Das System ist kommunalpolitisch noch ausbaufähig

(tutut). Spaichingen, so rühmen ihre Macher,  sei die erste Kleinstadt mit Give-Box. Aber, und dies wird die  Bevölkerung sicher aufatmend zur Kenntnis nehmen, hinein passt der Ort nicht. Für ein weiteres System der Abfallentsorgung ist die gelbe Schachtel allerdings viel zu schade.
Zumindest kommunalpolitisch gesehen ist die Angelegenheit sehr ausbaufähig. Man stelle sich vor, zur Bürgermeisterwahl, zum Beispiel, wäre die Give-Box bereits in Spaichingen aufgestellt gewesen. Hätten dann drei Stadträte den Löffel abgeben müssen, weil sie nicht vorhatten, ihre eigene Suppe auszulöffeln? Sie hätten sich doch bloß in die Give-Box begeben müssen. Vielleicht würde sie jemand abgeholt oder gar eingetauscht haben.
Angesichts des Massenansturms zur Nominierung von Bundestagskandidaten könnten diese Veranstaltungen von den Parteien doch einfach in solche Tauschschachteln verlegt werden. Platz ist bekanntlich in der kleinsten Box. Ein Burgbacher hinein, ein  Kauder heraus - oder umgekehrt. Politiker wirklich mal zum Anfassen. Dann bräuchten die vor lauter Verzweiflung nicht in die Museen streben.
Als politischer Veranstaltungsort könnte die Give-Box ebenfalls Karriere machen, zumal Geben seliger denn Nehmen sein soll.
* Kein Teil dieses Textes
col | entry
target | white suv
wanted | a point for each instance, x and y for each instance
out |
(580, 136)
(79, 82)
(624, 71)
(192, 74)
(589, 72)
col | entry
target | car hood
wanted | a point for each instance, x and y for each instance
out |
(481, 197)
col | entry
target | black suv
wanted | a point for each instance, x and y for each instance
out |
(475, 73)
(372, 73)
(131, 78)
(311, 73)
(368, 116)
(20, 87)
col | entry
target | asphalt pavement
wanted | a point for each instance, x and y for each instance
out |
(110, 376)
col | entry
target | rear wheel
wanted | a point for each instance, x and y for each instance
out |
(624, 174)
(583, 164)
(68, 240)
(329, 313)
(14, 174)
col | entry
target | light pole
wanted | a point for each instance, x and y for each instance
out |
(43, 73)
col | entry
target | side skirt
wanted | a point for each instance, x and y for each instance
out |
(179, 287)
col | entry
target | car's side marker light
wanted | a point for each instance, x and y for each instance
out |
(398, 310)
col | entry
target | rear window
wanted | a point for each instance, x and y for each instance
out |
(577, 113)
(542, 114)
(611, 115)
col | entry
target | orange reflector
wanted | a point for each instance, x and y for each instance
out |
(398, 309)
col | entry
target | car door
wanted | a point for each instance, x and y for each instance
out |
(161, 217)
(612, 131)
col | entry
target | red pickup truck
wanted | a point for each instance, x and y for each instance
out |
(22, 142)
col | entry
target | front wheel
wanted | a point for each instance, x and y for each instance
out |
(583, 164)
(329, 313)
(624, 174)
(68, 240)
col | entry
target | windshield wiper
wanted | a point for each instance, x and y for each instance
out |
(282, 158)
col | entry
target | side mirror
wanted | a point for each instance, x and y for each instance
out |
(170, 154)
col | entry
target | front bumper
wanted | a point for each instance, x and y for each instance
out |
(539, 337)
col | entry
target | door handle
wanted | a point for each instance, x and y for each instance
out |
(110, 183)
Die meisten gutbesuchten Parteiversammlungen könnten darin bequem untergebracht werden. Man stelle sich vor, wie das politische Leben neuen  Auftrieb bekäme: Der eine geht ohne Meinung hinein und kommt mit einer Meinung heraus, der andere liefert drinnen seine Meinung ab und verzichtet auf einen Tausch, während ein Dritter mit einer ganz neuen diese Wechselstube verlässt.
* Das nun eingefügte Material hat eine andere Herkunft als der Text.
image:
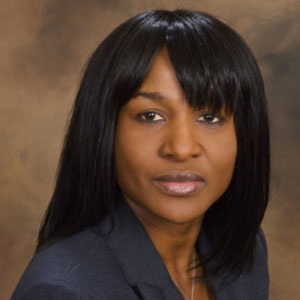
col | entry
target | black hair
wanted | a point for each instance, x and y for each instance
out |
(215, 69)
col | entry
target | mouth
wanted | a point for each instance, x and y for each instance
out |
(180, 184)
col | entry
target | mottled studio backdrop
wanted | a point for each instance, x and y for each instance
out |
(44, 45)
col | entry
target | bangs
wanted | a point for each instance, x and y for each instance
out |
(205, 64)
(208, 58)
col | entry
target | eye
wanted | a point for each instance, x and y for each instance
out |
(150, 116)
(210, 119)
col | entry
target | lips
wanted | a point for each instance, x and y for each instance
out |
(180, 184)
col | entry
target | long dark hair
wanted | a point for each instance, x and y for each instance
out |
(215, 68)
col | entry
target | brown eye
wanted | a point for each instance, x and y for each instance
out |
(210, 119)
(150, 116)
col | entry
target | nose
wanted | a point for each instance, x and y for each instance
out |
(181, 142)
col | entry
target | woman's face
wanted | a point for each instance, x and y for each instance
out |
(172, 162)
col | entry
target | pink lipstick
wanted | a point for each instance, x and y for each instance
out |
(180, 183)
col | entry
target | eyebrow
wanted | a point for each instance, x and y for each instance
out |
(149, 95)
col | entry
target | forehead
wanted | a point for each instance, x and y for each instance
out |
(161, 78)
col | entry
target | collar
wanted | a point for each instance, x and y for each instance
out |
(138, 258)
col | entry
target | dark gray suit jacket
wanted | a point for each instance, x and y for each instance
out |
(123, 265)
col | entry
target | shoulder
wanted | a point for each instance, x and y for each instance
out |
(70, 267)
(253, 284)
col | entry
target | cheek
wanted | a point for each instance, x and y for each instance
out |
(222, 160)
(133, 156)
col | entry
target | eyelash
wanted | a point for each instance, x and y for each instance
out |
(219, 121)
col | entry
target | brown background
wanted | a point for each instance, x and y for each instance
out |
(44, 45)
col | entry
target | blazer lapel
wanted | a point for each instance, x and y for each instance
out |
(141, 263)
Ein Experte für Kommunalpsychologie könnte natürlich in der neuesten Spaichinger Errungenschaft schon allein in der Farbe Gelb eine Tendenz erkennen. Denn warum ist der Kasten nicht grün, nicht schwarz, nicht rot, nicht kleinkariert, sondern gelb? Vielleicht spielt ja auch Blau eine Rolle, ohne dass sich jemand dazu eindeutig bekennen wollte?  Gelb und vor allem in Kombination mit Schwarz ist in der Natur eine Warnfarbe, man denke nur an  Warnzeichen vor Gefahren wie Hochspannung oder auch an das Zeichen für Blinde. Im Sport bedeutet Gelb eine Verwarnung, während ansonsten unter Gelb die Post abgeht, was nun leicht zu Verwechslungen führen könnte, denn es gibt schon Boxen in der Stadt, die für Pakete aufgestellt worden sind.
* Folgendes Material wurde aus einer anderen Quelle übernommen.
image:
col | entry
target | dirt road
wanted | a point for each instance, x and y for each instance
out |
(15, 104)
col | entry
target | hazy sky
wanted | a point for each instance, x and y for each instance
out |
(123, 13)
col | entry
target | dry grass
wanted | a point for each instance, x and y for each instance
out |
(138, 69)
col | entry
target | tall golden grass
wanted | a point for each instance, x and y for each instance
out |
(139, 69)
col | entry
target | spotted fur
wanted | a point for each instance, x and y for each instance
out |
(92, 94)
Was passiert, wenn die Give-Box voll ist? Wird die Stadt eine spezielle Abfuhr organisieren? Wer kommt für die Kosten auf? Handelt es sich um Spaichinger Problemmüll oder nur um Sondermüll aus einem Sommerloch? Auf die Antworten darf die Stadt gespannt sein. Vielleicht löst Pater Pius ja auch diesen Fall.